Advice for scalable raster-vector extraction?

I’m trying to use rioxarray+dask to compute the mean value inside each polygon given a raster layer (‘zonal statistics’) following the advice linked in the rioxarray docs (Example - Zonal Statistics — geocube 0.5.1 documentation)

I’ve tried to modify the example to use xarray and on-disk reads. Unfortunately, the resulting operation still takes over 30 GB of RAM, crashing out my session. How do I adjust this to stream this processing steps outside of RAM?

import geopandas
from geocube.api.core import make_geocube
import multiprocessing.popen_spawn_posix
from dask.distributed import Client, LocalCluster, Lock
import rioxarray

parquet = "https://huggingface.co/datasets/boettiger-lab/pad-us-3/resolve/main/pad-mobi.parquet"
# apparently we cannot read this directly from the URL with geopandas.  download first.
geo = geopandas.read_parquet("pad-mobi.parquet") # ~ 4.8 GB RAM

band_name = "human_impact"
cog = "https://data.source.coop/vizzuality/hfp-100/hfp_2021_100m_v1-2_cog.tif"

raster = (rioxarray.
              open_rasterio('/vsicurl/'+cog, masked=True,chunks=True, lock=False).
              rio.clip(geo.geometry.values, geo.crs, from_disk=True).
              sel(band=1).drop_vars("band")
         )

This already crashes on my 30GB instance. Ideally I’d like to continue with the raster extraction of the means like so:

out_grid = make_geocube(
    vector_data=geo,
    measurements=['row_n'],
    like=raster, # ensure the data are on the same grid
)
out_grid["values"] = (raster.dims, raster.values, raster.attrs, raster.encoding)
grouped_raster = out_grid.drop_vars("spatial_ref").groupby(out_grid.row_n)

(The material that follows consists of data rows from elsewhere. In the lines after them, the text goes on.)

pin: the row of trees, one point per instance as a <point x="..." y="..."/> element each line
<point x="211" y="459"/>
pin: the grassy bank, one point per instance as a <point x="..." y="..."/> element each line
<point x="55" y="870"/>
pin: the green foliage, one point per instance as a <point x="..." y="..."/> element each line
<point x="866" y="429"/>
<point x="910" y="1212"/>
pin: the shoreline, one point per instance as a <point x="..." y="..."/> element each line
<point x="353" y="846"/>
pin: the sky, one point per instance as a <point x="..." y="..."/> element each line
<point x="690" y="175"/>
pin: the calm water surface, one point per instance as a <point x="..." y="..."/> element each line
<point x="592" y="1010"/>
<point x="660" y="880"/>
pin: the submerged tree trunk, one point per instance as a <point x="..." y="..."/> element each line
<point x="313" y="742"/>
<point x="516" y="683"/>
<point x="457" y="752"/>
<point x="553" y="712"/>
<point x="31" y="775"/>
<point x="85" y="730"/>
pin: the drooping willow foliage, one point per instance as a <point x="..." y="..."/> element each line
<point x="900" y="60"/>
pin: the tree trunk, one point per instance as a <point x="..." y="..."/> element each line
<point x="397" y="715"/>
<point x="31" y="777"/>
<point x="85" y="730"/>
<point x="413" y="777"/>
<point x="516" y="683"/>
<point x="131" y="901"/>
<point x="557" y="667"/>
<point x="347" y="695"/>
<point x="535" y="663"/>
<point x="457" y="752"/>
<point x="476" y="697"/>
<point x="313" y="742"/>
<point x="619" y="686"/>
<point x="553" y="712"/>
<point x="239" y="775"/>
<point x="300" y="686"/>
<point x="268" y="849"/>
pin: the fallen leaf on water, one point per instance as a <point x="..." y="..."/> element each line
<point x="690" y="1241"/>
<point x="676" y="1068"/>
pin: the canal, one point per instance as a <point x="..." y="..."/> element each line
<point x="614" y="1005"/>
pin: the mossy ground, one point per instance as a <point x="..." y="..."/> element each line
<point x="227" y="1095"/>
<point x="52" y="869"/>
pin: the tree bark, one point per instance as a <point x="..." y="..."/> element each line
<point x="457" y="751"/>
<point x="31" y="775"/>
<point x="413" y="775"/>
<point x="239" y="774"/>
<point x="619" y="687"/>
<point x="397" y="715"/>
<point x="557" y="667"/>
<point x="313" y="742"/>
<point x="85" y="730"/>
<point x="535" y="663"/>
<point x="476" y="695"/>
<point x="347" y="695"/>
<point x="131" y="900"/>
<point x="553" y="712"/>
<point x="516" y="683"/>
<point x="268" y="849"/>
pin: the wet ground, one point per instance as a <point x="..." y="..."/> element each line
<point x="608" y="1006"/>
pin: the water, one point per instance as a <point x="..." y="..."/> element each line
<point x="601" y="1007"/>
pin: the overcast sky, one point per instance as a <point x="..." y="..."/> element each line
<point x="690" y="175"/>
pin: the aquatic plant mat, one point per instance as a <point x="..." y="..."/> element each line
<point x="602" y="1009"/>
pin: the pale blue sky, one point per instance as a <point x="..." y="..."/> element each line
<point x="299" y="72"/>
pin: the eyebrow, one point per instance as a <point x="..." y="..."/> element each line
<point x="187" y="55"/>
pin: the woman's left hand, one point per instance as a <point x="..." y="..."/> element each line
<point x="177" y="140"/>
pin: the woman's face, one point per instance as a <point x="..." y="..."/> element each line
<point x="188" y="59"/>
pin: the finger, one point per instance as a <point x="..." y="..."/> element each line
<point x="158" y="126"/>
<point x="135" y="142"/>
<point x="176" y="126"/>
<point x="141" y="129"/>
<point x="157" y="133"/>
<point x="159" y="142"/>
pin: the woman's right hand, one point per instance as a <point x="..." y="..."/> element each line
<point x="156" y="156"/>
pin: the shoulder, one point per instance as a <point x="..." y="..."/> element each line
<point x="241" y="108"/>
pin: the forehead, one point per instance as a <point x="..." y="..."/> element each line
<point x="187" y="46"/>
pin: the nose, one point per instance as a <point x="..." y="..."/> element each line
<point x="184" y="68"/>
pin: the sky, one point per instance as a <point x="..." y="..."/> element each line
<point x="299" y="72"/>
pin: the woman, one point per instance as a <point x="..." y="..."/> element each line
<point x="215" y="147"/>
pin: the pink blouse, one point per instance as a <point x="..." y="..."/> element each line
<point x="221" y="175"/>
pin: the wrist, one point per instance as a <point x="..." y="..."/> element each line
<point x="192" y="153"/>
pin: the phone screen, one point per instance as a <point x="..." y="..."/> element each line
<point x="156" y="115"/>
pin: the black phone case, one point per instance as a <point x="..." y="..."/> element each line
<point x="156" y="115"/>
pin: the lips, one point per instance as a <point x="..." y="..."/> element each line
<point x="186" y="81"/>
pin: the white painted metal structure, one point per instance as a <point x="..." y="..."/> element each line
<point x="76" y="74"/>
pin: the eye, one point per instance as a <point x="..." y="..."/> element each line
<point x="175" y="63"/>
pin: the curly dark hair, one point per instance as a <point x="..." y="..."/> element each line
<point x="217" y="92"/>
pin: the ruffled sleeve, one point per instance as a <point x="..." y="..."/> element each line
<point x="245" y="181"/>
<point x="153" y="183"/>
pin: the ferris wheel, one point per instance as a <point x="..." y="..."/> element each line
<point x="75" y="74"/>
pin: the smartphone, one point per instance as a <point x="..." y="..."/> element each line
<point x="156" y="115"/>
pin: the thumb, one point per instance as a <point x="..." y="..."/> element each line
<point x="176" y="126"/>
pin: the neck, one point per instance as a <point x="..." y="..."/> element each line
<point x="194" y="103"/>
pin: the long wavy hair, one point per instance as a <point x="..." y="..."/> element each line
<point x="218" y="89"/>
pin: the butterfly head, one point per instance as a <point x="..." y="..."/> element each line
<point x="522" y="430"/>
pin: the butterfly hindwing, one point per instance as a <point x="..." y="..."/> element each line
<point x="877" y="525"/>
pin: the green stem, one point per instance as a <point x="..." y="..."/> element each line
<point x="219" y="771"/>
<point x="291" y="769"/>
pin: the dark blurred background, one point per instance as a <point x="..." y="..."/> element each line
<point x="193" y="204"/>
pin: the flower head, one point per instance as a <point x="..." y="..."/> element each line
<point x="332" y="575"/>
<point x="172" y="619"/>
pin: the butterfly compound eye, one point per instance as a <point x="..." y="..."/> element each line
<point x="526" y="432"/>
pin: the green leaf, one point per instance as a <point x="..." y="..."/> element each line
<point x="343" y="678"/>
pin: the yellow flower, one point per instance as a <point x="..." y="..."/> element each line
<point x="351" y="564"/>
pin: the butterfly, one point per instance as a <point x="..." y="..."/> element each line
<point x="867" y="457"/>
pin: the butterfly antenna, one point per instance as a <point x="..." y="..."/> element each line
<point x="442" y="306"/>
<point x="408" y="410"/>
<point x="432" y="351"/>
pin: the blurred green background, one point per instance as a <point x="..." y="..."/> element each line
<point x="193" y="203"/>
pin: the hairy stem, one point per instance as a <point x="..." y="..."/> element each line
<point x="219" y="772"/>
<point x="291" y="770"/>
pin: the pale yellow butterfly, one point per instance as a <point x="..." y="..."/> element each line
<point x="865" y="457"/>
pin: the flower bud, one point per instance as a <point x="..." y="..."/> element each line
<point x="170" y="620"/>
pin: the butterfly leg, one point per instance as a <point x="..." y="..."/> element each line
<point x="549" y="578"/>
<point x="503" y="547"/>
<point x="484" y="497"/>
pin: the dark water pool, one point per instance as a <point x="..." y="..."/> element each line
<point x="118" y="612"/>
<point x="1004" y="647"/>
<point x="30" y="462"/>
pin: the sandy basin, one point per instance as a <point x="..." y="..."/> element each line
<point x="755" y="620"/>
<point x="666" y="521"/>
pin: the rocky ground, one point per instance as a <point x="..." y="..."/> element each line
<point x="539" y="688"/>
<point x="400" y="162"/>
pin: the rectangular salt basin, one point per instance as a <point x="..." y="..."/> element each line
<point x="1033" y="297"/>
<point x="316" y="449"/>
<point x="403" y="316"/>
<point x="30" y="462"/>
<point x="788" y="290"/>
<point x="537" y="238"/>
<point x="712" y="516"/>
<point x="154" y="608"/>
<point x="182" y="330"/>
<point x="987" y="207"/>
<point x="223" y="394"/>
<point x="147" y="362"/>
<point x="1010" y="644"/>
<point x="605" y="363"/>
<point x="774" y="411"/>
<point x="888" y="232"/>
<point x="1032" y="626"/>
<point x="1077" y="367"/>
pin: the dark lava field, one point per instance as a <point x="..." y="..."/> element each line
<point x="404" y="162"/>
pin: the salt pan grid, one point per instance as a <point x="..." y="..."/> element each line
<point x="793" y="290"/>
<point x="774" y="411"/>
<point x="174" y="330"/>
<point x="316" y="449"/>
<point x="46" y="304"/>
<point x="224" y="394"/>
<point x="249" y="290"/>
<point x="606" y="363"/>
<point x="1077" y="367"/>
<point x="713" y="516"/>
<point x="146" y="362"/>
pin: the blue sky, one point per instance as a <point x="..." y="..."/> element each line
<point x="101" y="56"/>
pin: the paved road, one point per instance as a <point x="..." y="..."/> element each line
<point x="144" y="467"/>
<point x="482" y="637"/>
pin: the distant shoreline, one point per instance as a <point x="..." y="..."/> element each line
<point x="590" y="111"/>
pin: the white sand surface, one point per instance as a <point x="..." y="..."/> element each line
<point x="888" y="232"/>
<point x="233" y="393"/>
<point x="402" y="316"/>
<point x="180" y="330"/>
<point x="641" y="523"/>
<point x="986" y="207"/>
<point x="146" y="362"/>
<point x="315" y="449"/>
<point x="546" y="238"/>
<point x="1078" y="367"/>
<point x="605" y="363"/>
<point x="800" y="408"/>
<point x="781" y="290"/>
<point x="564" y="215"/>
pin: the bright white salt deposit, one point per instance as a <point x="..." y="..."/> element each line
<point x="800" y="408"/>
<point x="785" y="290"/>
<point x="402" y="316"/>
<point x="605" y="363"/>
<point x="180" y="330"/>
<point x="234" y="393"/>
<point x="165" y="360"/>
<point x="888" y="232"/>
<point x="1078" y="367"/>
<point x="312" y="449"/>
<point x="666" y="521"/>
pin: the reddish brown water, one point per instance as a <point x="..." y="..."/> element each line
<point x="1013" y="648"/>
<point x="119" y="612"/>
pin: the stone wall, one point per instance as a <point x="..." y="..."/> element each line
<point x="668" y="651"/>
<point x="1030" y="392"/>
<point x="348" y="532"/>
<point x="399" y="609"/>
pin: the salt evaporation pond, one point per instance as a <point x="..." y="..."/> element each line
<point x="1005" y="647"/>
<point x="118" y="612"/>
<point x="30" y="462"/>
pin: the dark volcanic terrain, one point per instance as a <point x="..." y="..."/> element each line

grid_mean = grouped_raster.mean().rename({"values": band_name})
zonal_stats = xarray.merge([grid_mean]).to_dataframe()
geo = geo.merge(zonal_stats, how="left", on='row_n')
geo.to_parquet("test.parquet")

as written this seems to use even more RAM, (and in both cases seems also to be executing on only a single thread).

EDITS:

Because the raster extent is global while the polygons are in the US, this particular use case can benefit from: rio.clip_box(*geo.total_bounds, crs=geo.crs) before doing rio.clip() (a trick mentioned in the rioxarray docs). I’m still not getting disk-based chunking though and still crashing on the raster extraction.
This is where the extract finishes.